West Virginians are already interfacing with the impacts of climate change on the daily. I mentioned before how it is important to our family to get outside as much as possible—but lately, we’ve been more cautious about how we engage because of the full-blown tick boon we have been experiencing here in West Virginia over the last few years. Tick-borne illness, especially Lyme disease, is a major threat to our health. We don’t go outside without first dousing ourselves in blends that help repel these pests. A changing climate is the primary reason why we interface with these risks, and significantly reducing methane pollution is one of the most impactful ways we can fight climate change.

My five-year-old is beginning kindergarten in the fall, and while doing some research for my testimony today, it was quite alarming for me to find out that over 890 schools here in West Virginia are within 1/2 mile of oil and gas operations.

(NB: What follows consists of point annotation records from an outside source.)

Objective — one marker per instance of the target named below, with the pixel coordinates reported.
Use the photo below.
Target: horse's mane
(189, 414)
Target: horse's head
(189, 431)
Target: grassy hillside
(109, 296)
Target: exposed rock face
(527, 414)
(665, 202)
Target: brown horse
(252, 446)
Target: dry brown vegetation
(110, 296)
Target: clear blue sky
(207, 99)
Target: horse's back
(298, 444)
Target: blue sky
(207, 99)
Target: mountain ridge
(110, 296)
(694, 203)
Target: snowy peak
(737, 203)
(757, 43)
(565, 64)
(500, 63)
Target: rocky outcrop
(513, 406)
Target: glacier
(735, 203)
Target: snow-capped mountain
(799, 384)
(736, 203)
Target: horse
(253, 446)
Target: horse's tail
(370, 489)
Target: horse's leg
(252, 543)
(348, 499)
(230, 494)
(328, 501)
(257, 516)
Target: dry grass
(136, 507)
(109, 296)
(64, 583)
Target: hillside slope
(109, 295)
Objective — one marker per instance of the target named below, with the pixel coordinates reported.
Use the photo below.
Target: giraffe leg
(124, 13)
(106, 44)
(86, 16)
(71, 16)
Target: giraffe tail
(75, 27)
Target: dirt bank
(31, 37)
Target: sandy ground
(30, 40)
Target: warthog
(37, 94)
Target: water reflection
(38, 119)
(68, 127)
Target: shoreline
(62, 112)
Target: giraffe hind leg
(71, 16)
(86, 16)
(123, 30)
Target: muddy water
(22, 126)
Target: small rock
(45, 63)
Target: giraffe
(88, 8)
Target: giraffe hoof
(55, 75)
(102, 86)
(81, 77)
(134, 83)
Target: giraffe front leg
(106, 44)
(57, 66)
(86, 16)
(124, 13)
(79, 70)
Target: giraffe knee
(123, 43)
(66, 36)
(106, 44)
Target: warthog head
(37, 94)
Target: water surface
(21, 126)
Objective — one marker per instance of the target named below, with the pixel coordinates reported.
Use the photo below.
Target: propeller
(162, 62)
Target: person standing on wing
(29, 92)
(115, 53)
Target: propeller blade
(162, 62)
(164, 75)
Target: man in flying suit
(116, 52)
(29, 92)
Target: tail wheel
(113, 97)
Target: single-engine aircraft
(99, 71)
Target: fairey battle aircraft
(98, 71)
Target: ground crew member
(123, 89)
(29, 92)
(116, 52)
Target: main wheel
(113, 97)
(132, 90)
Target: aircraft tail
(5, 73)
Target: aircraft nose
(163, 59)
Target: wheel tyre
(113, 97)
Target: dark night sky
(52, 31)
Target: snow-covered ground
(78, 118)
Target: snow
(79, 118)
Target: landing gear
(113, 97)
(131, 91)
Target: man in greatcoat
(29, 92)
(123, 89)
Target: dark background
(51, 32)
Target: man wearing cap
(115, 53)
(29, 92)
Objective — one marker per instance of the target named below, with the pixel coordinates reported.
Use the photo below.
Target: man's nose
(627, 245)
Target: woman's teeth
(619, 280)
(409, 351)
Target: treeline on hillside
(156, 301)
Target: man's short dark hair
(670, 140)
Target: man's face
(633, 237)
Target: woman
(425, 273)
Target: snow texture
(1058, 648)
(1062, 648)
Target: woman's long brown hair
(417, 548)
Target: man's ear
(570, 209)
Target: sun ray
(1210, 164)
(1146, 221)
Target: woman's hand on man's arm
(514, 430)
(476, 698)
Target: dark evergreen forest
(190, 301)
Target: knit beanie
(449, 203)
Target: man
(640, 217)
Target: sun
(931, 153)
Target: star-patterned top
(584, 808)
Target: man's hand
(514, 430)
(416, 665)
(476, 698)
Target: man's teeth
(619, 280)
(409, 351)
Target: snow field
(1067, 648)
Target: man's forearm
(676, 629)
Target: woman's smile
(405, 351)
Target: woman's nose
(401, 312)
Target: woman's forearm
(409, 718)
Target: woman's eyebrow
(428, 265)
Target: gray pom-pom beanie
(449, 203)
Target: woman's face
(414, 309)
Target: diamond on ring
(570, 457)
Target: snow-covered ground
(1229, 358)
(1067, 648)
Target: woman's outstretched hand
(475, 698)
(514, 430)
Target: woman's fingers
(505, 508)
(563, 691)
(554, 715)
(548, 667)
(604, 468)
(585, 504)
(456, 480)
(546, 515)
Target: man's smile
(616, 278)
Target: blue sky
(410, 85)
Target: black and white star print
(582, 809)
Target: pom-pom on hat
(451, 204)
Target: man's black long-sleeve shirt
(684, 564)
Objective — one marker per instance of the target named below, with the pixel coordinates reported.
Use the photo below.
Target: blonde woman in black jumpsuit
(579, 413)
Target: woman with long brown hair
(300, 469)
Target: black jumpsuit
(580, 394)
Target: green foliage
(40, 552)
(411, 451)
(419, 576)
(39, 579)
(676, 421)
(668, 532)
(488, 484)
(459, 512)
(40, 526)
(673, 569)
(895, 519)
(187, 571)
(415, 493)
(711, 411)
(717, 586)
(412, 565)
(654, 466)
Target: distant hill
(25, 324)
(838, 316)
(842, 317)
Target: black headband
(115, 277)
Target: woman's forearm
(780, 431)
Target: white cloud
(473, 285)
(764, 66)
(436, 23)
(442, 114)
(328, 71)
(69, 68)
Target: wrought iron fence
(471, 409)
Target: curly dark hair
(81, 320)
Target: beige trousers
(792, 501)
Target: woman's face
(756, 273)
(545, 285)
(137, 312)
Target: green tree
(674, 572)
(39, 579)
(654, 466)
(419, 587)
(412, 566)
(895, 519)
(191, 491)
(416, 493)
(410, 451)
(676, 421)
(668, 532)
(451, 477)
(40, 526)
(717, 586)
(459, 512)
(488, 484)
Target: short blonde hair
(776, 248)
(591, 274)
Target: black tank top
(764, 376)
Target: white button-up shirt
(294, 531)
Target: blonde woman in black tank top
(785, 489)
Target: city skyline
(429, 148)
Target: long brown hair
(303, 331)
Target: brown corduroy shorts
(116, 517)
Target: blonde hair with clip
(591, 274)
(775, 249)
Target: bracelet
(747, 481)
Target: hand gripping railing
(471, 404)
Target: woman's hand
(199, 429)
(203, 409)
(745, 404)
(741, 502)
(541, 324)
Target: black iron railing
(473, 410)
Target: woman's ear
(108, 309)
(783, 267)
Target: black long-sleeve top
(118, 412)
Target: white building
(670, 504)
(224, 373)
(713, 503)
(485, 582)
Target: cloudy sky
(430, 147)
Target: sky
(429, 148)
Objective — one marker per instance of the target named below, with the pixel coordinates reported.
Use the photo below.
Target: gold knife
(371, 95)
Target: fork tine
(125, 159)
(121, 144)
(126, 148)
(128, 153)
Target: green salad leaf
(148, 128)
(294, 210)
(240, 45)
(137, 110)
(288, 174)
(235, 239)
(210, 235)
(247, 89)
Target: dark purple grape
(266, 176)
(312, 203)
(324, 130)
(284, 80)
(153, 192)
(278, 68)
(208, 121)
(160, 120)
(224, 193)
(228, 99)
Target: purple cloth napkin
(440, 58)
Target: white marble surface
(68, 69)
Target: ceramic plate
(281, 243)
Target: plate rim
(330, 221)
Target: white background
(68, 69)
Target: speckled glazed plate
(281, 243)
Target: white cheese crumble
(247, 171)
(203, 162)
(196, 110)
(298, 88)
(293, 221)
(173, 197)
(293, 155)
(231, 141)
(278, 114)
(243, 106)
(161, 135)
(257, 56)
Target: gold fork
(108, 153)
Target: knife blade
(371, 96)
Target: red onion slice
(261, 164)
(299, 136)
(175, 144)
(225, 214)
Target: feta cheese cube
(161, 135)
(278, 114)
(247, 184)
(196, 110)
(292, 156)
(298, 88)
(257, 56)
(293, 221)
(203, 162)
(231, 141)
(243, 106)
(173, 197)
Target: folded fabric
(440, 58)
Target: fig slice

Turns out, kids are not alone in this too-close-for-comfort exposure, with oil and gas operations spread well throughout the state, approximately 14% of West Virginia’s population lives within a half-mile threat radius of a methane-emitting facility. More than half of West Virginia’s counties exceed EPA’s cancer-risk level of concern, and nearly half of those counties also have either an EPA respiratory hazard level of concern or a respiratory hazard in the top 2%.

The magnitude of health and climate impacts driven by methane pollution put our families' health and the future climate our children will inherit at unnecessary risk. It would be irresponsible not to act now to reduce methane emissions from the oil and gas industry.

And although the choices we make in our daily lives weigh greatly upon the outcome of our life experiences, you are the experts, and there is only so much a mother can do to ensure her children have clean air to breathe and a stable climate to thrive in. I am a believer in when you know better, you do better. This is an opportunity to do better. I urge you to make the responsible choice that will ensure a safe and healthy future for all Americans. Once again, I urge this administration to cut oil and gas methane pollution 65% by 2025. Thank you for the opportunity to testify.